On March 2, 2020, we entered into a forward starting interest rate swap contract with a notional value of $150,000 and a strike rate of 0.985%. The interest rate swap became effective on May 17, 2022 and has a maturity date of May 17, 2027. We designated this interest rate swap as a cash flow hedge at inception and determined that the hedge is highly effective in offsetting interest rate fluctuations associated with the identified indebtedness.
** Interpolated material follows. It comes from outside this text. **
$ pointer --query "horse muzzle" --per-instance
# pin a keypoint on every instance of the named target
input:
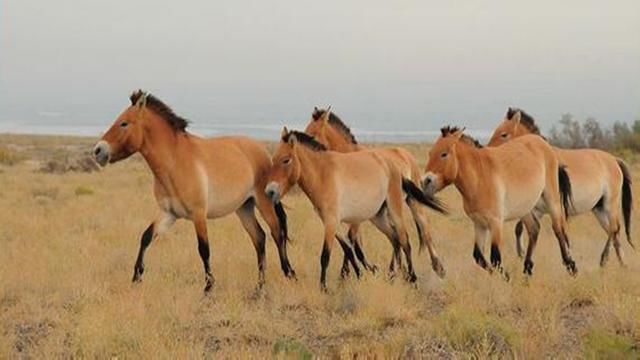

On May 9, 2019, we entered into a forward starting interest rate swap contract with a notional value of $150,000 and a strike rate of 2.176%. The interest rate swap became effective on June 17, 2021 and has a maturity date of June 17, 2026. We designated this interest rate swap as a cash flow hedge at inception and determined that the hedge is highly effective in offsetting interest rate fluctuations associated with the identified indebtedness.
Interest rate collars
On July 12, 2022, we entered into forward starting interest rate collars with a total notional value of $200,000, a cap rate of 2.50%, a floor rate of 1.50% and a maturity date of January 17, 2028. The effective date for $100,000 of the forward interest rate collars was January 17, 2024 and November 17, 2024, for the other $100,000. We designated these forward interest rate collars as cash flow hedges at inception and determined that the hedges are highly effective in offsetting interest rate fluctuations associated with the identified indebtedness.
For interest rate swaps and collars that are considered effective hedges, we reclassified realized gains of $19,730, $19,189, and $1,296 to earnings within interest expense for the years ended December 31, 2024, 2023 and 2022, respectively. For interest rate swaps and collars that are considered effective hedges, gains of $11,434 are expected to be reclassified out of accumulated other comprehensive income (loss) to earnings over the next 12 months.
Effective interest rate swaps and collars are reported in accumulated other comprehensive income (loss) and the fair value of these hedge agreements is included in other assets or other liabilities.